Ale jeśli tak (a prawdopodobnie tak jest), to nie jest to opowieść o „zreformowanym” romantyku, który osiągnął to, co zwykły człowiek powinien osiągnąć, i dramat szlachetnej duszy i wrażliwe serce. Dramat nadziei na odnalezienie pełnokrwistej egzystencji, w której harmonia osobista łączyłaby się z harmonią społeczną i – jak kto woli – obywatelską.

To prawda, że ​​​​sam autor przełożył ten dramat na szczęśliwe (stosunkowo szczęśliwe) zakończenie: trzydziestopięcioletni Aleksander ma już rozkaz na szyi, zauważalny jest nawet mały „brzuch”, uspokoił się i co najważniejsze , ma narzeczoną z bogatym posagiem. Co jeszcze? A co wydarzyło się 12-14 lat temu – żarliwa, choć oszukana miłość, impulsy do działań pożytecznych dla ojczyzny, poszukiwanie piękna i ideału – kogo więc to nie spotyka? Wszystko to mija i wszystko wraca do swojej zwykłej normy, czyli „proza” życia, kalkulacja materialna, troska o osobisty, „ziemski” dobro wygrywa, jednym słowem dzieje się „zwykła” historia, to co dzieje się najczęściej często i poniekąd się zdarza, Bóg zapłać! Uwolniła się para idealizmu i nadmiernej egzaltacji, teraz można żyć powoli, krok po kroku...

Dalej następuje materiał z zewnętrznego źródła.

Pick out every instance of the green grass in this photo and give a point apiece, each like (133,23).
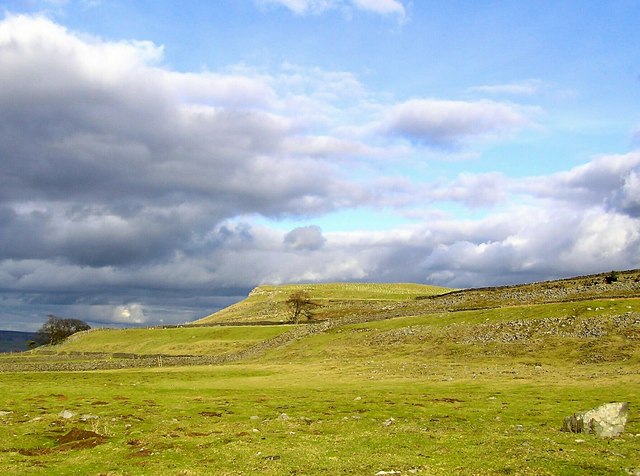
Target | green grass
(267,303)
(430,393)
(229,420)
(173,341)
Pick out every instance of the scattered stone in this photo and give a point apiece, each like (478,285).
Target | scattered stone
(606,421)
(66,414)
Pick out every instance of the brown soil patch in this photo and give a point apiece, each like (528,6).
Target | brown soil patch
(77,439)
(447,400)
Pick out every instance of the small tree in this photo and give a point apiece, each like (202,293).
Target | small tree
(301,305)
(56,329)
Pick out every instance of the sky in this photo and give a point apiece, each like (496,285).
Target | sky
(159,159)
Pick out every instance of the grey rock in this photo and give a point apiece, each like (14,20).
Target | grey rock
(606,421)
(66,414)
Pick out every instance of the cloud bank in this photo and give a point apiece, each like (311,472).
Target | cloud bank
(130,192)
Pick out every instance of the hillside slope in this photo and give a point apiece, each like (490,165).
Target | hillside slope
(267,303)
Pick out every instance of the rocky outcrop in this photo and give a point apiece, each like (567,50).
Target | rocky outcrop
(606,421)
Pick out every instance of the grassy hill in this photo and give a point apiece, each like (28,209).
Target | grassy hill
(393,379)
(267,303)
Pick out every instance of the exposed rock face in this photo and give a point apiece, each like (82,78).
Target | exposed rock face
(606,421)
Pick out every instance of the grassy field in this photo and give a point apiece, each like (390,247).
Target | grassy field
(472,392)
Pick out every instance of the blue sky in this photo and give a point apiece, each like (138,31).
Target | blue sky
(162,158)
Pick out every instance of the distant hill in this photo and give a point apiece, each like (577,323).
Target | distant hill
(14,341)
(267,303)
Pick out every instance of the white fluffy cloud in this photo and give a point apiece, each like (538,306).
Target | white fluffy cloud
(439,122)
(381,7)
(129,191)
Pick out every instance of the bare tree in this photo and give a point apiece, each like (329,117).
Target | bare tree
(56,329)
(301,305)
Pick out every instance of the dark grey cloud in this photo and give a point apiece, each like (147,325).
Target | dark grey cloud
(129,193)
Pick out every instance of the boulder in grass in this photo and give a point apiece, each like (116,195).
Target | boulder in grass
(606,421)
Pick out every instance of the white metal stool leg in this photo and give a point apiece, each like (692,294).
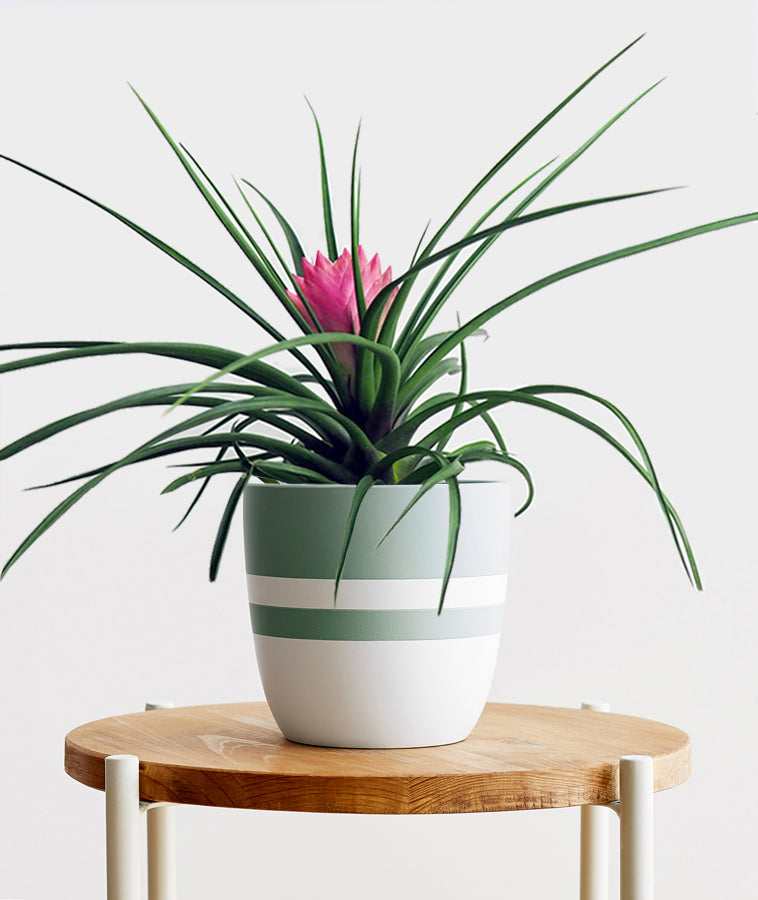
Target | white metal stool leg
(161,852)
(122,827)
(636,793)
(593,870)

Jednak ten zewnętrzny pomyślny zarys wydarzeń jest w dalszym ciągu zwodniczy. Autor ukrył w nim swoją ironię i - powiem więcej - swoje zamęt... Co można zrobić, kto może wprowadzić w życie piękno, naturalność relacji, możliwość pożytecznej pracy dla dobra Ojczyzny? Przecież nawet Piotr Adujew – antypod Adueva Jr., człowieka o wielu pozytywnych cechach – nie poradził sobie ze wspomnianą rolą. Jak w końcu połączyć inspirację z prozą, sprzeczności życia, jak ustanowić ideał moralny, także w związkach miłosnych – to główne pytania powieści „Zwyczajna historia”.

Alexander Aduev nie mógł znaleźć niezbędnej linii, choć rozpoczął swoje życie z niezwykłym impulsem do piękna, do aktywności duchowej, wyróżniał się lojalnością wobec innych ludzi, także w sferze miłości, ale ostatecznie stał się zwykłym biznesmenem i jest to ostateczny, końcowy punkt jego ewolucji.

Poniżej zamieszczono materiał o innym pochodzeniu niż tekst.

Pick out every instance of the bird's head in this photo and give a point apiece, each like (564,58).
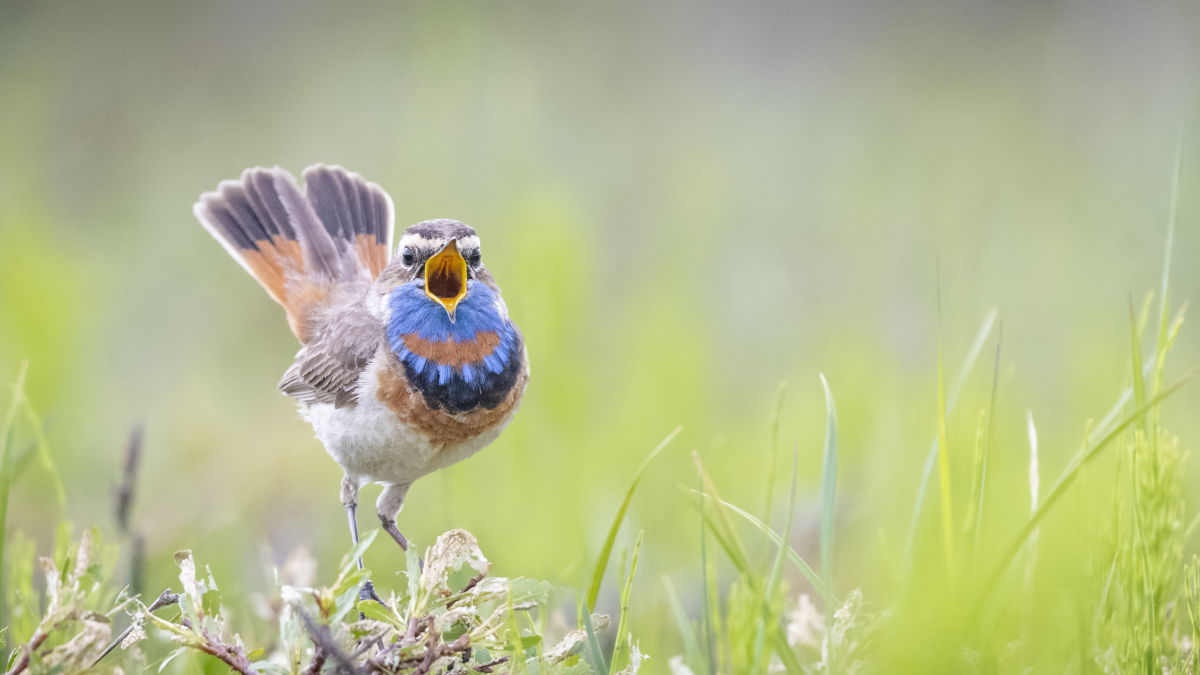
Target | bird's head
(442,260)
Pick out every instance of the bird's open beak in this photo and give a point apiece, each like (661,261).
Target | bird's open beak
(445,278)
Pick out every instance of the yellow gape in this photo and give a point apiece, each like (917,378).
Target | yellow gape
(445,276)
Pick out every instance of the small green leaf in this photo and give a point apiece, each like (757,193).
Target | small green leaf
(377,611)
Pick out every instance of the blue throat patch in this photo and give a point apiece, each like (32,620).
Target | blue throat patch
(478,376)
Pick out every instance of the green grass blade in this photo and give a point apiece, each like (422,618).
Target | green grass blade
(931,455)
(707,623)
(1081,459)
(7,469)
(1164,291)
(721,525)
(982,465)
(828,491)
(943,465)
(777,571)
(594,653)
(1139,382)
(43,453)
(621,649)
(774,447)
(690,645)
(606,550)
(805,569)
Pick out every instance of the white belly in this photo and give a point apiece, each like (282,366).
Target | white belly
(372,446)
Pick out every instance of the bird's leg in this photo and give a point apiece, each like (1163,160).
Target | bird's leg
(351,501)
(388,507)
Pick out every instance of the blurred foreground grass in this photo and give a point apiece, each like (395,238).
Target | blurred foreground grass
(685,204)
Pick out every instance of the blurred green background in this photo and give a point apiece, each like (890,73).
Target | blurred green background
(684,204)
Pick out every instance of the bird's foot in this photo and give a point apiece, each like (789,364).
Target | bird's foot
(389,526)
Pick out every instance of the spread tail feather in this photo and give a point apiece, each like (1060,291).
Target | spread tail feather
(300,245)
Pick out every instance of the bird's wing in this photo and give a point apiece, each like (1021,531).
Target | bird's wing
(304,248)
(327,370)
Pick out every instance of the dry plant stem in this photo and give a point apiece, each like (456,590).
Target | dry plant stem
(165,599)
(234,657)
(472,584)
(27,652)
(487,667)
(124,496)
(318,661)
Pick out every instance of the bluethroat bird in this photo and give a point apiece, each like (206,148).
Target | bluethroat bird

Autor nie zniekształcił zakończenia, dokończył je jak prawdziwy realista. Ale bolesne myśli o tym, dlaczego dla Rosjan o dobrych skłonnościach wszystko kończy się w ten sposób, nie opuściły pisarza. A w nowej powieści „Oblomov” I. A. Goncharov próbował rozwiązać ten sam problem. Jednak za drugim razem pisarz musiał zadowolić się mniej więcej tymi samymi wnioskami, co w pierwszej powieści, choć z odwrotnym rozwojem fabuły.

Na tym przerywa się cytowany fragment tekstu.